Le rapport d’un général attira l’attention des commandants de guerre sur les causes probables du gaspillage constaté au sein de leur cavalerie. Il notait le défaut de surveillance, l’abus des allures excessives, le maintien inutile du harnachement et parfois de son cavalier sur le cheval au repos, une mauvaise alimentation, le défaut d’abreuvement, d’abri, de litière, de ferrure… « C’est très bien d’acheter partout des chevaux, dit le général Cherfils, ce serait mieux de ne pas laisser périr faute de soins ceux que nous avons ».
Lors de la traversée de villages, il fut parfois décidé de confier à des paysans, par l’intermédiaire de leur municipalité, les chevaux fourbus ou légèrement blessés.
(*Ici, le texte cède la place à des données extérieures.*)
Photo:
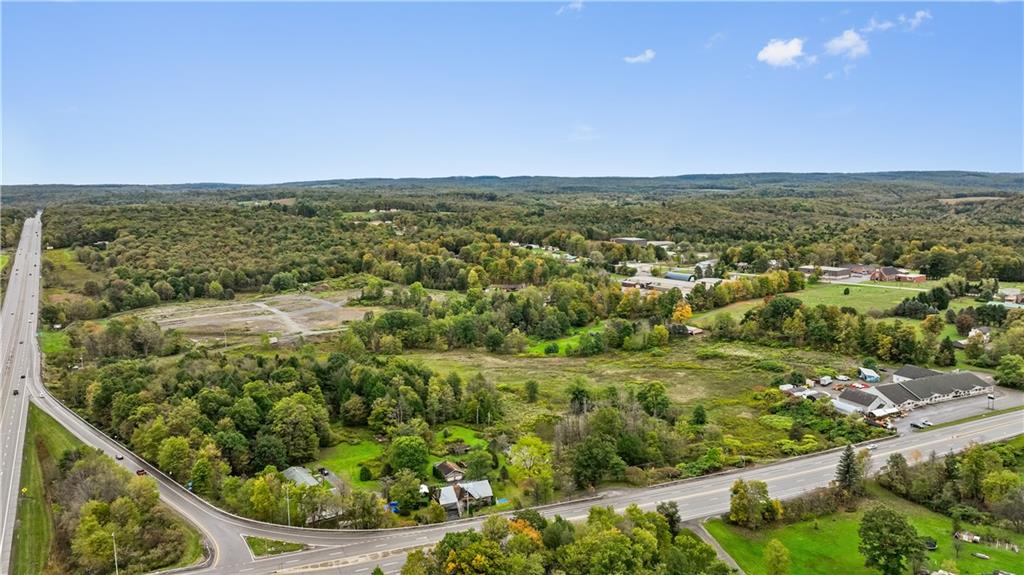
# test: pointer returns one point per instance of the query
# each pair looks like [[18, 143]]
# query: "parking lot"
[[961, 408]]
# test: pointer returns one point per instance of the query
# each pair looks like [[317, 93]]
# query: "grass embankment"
[[833, 541], [264, 547], [45, 442]]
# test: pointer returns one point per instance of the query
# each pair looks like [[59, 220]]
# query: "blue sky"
[[256, 93]]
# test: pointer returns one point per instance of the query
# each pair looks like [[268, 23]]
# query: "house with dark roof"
[[934, 389], [907, 372], [886, 273]]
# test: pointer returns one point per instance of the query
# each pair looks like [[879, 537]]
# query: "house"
[[885, 273], [630, 240], [707, 267], [934, 389], [907, 372], [911, 277], [461, 496], [449, 471], [860, 400], [300, 476], [869, 376], [1010, 295]]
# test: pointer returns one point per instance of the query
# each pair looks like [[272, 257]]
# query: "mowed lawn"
[[833, 541], [45, 441], [53, 342]]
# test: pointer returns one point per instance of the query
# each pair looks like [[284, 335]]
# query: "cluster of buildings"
[[910, 387], [873, 272]]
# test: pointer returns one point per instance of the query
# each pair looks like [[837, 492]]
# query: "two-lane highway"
[[18, 364], [359, 549]]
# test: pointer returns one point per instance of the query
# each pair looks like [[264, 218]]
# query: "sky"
[[272, 92]]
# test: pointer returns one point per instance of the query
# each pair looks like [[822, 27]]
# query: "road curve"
[[360, 550]]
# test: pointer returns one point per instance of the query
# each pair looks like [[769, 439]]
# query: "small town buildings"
[[907, 372], [448, 471], [631, 240], [459, 497], [911, 277], [934, 389], [1010, 295]]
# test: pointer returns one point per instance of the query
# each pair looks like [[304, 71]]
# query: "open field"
[[289, 314], [808, 554], [71, 273], [53, 342]]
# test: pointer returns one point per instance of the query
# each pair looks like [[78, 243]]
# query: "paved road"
[[361, 550]]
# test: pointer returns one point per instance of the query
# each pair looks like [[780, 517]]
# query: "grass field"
[[264, 547], [53, 342], [45, 440], [833, 541], [71, 273], [344, 458]]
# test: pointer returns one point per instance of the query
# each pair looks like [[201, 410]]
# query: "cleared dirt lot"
[[290, 314]]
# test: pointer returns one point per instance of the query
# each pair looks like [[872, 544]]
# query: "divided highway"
[[358, 550]]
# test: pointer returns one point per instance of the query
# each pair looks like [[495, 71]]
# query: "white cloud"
[[849, 44], [573, 6], [642, 57], [583, 133], [781, 52], [916, 19], [715, 39], [877, 26]]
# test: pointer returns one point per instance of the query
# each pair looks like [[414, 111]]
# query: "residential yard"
[[833, 540], [264, 547]]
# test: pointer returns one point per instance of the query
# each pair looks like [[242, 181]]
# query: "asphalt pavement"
[[355, 551]]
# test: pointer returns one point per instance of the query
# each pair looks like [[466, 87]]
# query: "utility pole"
[[117, 571]]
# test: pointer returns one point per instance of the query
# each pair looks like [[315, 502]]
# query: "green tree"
[[888, 541], [175, 458], [406, 490], [776, 558], [409, 452], [1011, 371]]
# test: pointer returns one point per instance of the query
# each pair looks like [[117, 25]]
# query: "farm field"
[[807, 554]]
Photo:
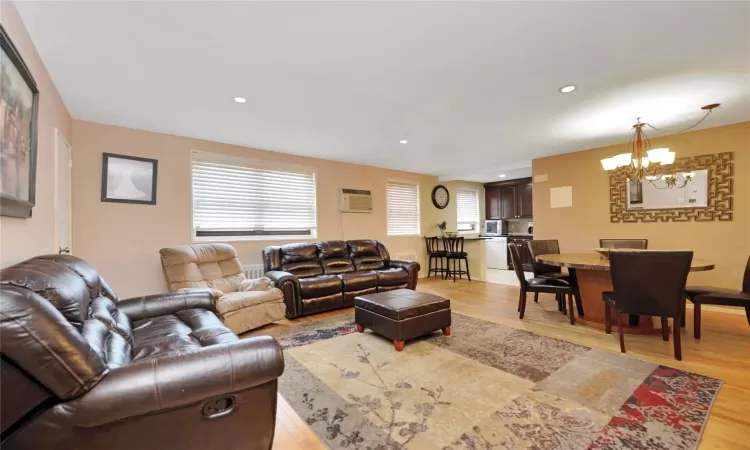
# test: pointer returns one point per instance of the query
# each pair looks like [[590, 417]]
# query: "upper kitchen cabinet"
[[523, 200], [492, 202], [508, 199], [508, 202]]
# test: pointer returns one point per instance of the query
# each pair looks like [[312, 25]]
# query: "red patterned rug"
[[487, 386]]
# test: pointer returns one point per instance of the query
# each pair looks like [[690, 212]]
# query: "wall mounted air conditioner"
[[355, 200]]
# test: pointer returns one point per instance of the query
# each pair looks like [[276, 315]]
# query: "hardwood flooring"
[[722, 352]]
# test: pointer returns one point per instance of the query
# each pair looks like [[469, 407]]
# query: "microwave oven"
[[494, 227]]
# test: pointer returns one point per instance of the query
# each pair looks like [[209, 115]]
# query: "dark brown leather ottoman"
[[402, 314]]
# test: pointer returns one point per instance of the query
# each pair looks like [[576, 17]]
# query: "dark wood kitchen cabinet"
[[492, 202], [508, 202], [523, 200], [508, 199]]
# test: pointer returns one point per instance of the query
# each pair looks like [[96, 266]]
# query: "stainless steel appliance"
[[496, 256], [494, 228]]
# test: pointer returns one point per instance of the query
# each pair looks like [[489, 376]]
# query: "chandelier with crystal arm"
[[644, 163]]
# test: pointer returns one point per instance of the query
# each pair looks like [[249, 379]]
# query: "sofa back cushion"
[[301, 260], [365, 255], [63, 288], [334, 257], [213, 266], [43, 342]]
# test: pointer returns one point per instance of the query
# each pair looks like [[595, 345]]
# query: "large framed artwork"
[[19, 103], [128, 179]]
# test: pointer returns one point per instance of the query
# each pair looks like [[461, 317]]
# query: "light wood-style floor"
[[722, 352]]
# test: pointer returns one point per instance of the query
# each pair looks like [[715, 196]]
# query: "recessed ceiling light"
[[568, 88]]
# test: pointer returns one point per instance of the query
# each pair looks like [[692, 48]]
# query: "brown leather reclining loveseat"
[[327, 275], [84, 370]]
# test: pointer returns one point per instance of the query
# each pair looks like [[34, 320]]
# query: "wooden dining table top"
[[594, 261]]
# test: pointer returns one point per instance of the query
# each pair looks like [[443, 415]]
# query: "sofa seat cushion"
[[392, 277], [186, 330], [357, 281], [320, 286], [233, 301]]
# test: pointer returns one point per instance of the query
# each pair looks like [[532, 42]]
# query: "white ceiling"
[[473, 87]]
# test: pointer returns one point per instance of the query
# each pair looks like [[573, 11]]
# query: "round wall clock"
[[440, 196]]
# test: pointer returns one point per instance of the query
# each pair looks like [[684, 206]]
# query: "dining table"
[[592, 273]]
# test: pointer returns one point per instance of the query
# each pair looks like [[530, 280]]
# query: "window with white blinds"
[[241, 198], [403, 209], [467, 206]]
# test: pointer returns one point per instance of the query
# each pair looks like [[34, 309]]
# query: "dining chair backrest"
[[641, 244], [433, 244], [453, 244], [650, 283], [543, 247], [515, 257]]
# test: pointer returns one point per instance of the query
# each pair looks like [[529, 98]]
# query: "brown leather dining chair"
[[560, 288], [706, 295], [640, 244], [454, 251], [648, 283], [545, 247], [541, 270]]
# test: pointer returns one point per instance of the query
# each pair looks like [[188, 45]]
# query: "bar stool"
[[454, 251], [434, 253]]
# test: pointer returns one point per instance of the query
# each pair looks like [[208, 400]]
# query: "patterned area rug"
[[487, 386]]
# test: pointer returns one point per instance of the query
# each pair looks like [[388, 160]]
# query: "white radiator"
[[253, 271], [405, 256]]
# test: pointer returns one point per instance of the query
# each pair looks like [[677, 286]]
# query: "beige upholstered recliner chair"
[[242, 304]]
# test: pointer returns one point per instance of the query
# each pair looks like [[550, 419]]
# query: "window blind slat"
[[403, 209], [238, 199]]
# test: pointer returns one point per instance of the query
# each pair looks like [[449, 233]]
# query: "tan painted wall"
[[24, 238], [122, 241], [579, 227]]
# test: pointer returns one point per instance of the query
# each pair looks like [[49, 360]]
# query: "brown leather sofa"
[[327, 275], [84, 370]]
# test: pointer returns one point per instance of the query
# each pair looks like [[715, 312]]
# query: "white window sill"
[[219, 239]]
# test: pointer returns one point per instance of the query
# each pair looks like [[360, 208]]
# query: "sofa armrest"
[[179, 380], [289, 286], [138, 308], [410, 266], [256, 284]]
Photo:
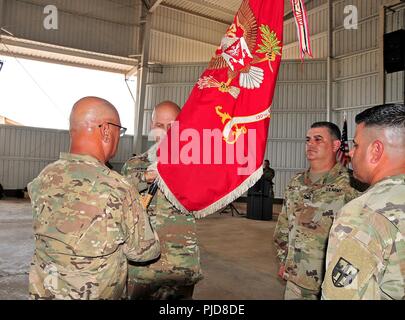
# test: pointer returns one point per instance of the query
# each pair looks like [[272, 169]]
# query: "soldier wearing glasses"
[[87, 218], [312, 199]]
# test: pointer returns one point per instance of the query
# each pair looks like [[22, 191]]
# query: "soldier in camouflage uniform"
[[87, 218], [178, 269], [311, 201], [366, 250]]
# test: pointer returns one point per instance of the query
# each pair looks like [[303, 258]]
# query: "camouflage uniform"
[[366, 251], [303, 227], [179, 263], [87, 223]]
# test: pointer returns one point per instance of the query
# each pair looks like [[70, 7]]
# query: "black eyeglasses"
[[122, 129]]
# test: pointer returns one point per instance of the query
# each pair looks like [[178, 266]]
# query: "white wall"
[[25, 151]]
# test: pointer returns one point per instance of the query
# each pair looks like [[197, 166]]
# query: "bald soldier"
[[366, 251], [311, 202], [87, 218], [174, 275]]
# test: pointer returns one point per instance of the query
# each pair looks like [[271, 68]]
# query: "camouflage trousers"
[[177, 269], [294, 292]]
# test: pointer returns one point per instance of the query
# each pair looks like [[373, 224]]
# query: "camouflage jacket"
[[366, 251], [179, 263], [87, 223], [303, 226]]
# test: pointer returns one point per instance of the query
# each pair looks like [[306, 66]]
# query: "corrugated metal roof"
[[223, 12], [13, 46]]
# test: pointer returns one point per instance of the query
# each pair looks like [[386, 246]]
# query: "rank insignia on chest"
[[343, 273]]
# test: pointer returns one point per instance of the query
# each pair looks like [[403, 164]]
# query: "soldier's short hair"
[[332, 128], [385, 116]]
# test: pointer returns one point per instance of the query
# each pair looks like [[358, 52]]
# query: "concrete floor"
[[237, 255]]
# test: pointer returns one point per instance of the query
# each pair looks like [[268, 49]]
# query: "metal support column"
[[145, 27], [329, 97]]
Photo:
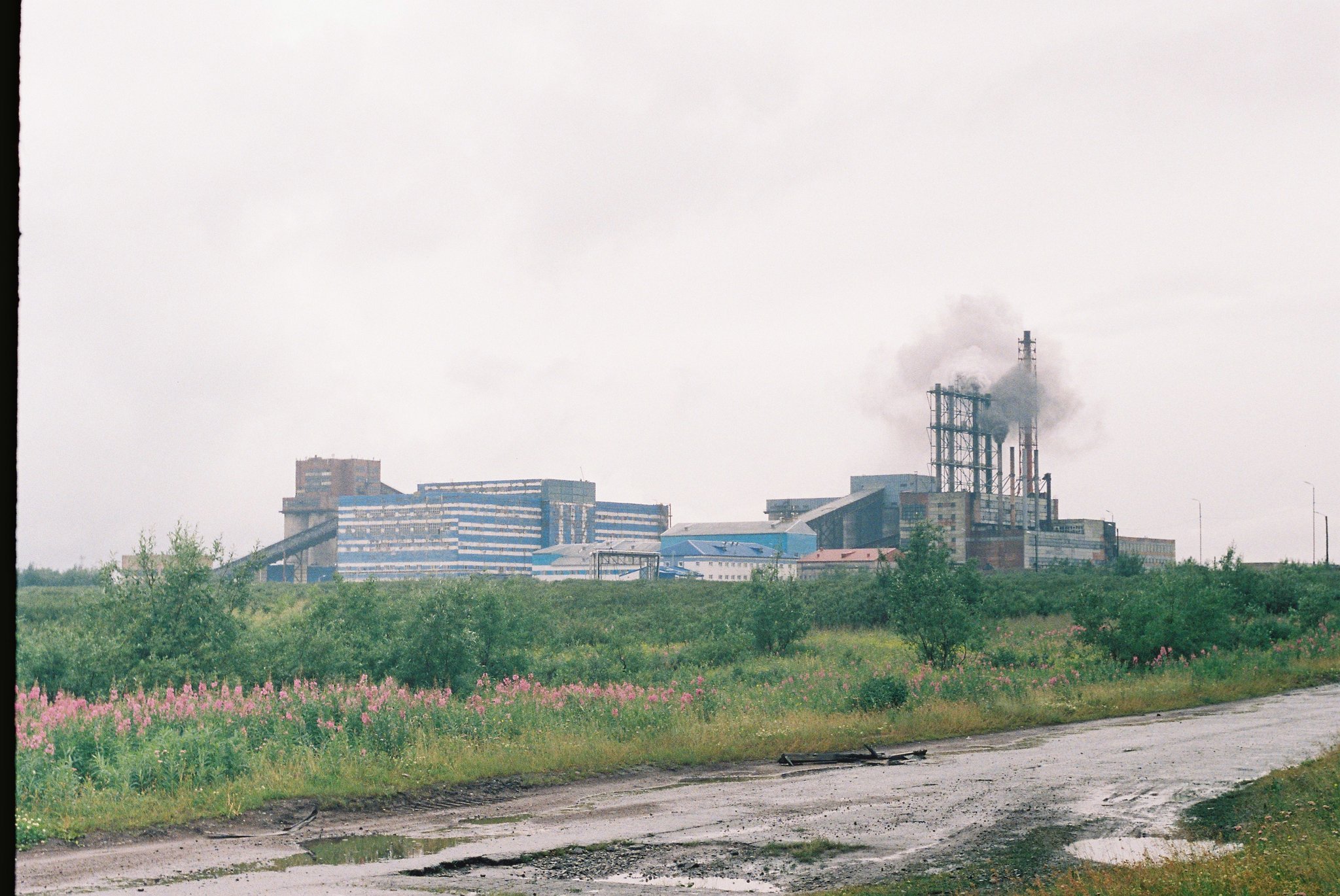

Ce principe se révéla positif car il permit de récupérer des chevaux en forme avec un léger débours de l’armée pour le paysan qui s’était occupé de remettre le cheval en état. Cependant, l’armée n’étant pas toujours prête à garantir les frais d’entretien de ses montures ainsi confiées à des paysans, certains ne prirent donc pas grand soin des chevaux dont on leur confia la charge.
Le cheval auxiliaire de la victoire…
Tous les pays considèrent le cheval comme un auxiliaire indispensable à leurs victoires. Il est souvent reconnu comme un combattant au même titre que le soldat dont il partage la vie, les fatigues, les blessures.
L’écrivain Urbain Gohier écrivit : « Si merveilleux que soit notre canon de 70, il ne servirait pas à grand chose s’il n’y avait pas de chevaux pour l’amener en position ».
Après la guerre de Mandchourie, les Japonais ont rendu hommage à leurs « chevaux morts pour la patrie » en leur élevant un monument.
Les cavaliers russes priaient ainsi pour leurs chevaux : « Seigneur, pour ces humbles créatures qui supportent avec nous le fardeau du jour et offrent leur vie innocente pour le pays, nous faisons appel à la tendresse de ton cœur, car tu as promis le salut aux hommes et aux animaux, et immense est ta bonté, ô Seigneur ! ».
Un soldat Anglais raconte ainsi le fait d’arme d’un cheval ayant sauvé la vie de son cavalier : « Un jour, au cours d’une violente action, son cavalier fut envoyé à terre, atteint d’une balle. La troupe était en marche à ce moment. Lorsque le cavalier vint à toucher le sol, le cheval s’arrêta alors, souleva l’homme avec ses dents par ses vêtements et se rendit avec son fardeau près d’un groupe d’autres cavaliers. Le cavalier fut de là transporté à une ambulance de première ligne, où le docteur assura que, si ce blessé avait séjourné quelques heures sur le sol, sans soins, il serait inévitablement mort ».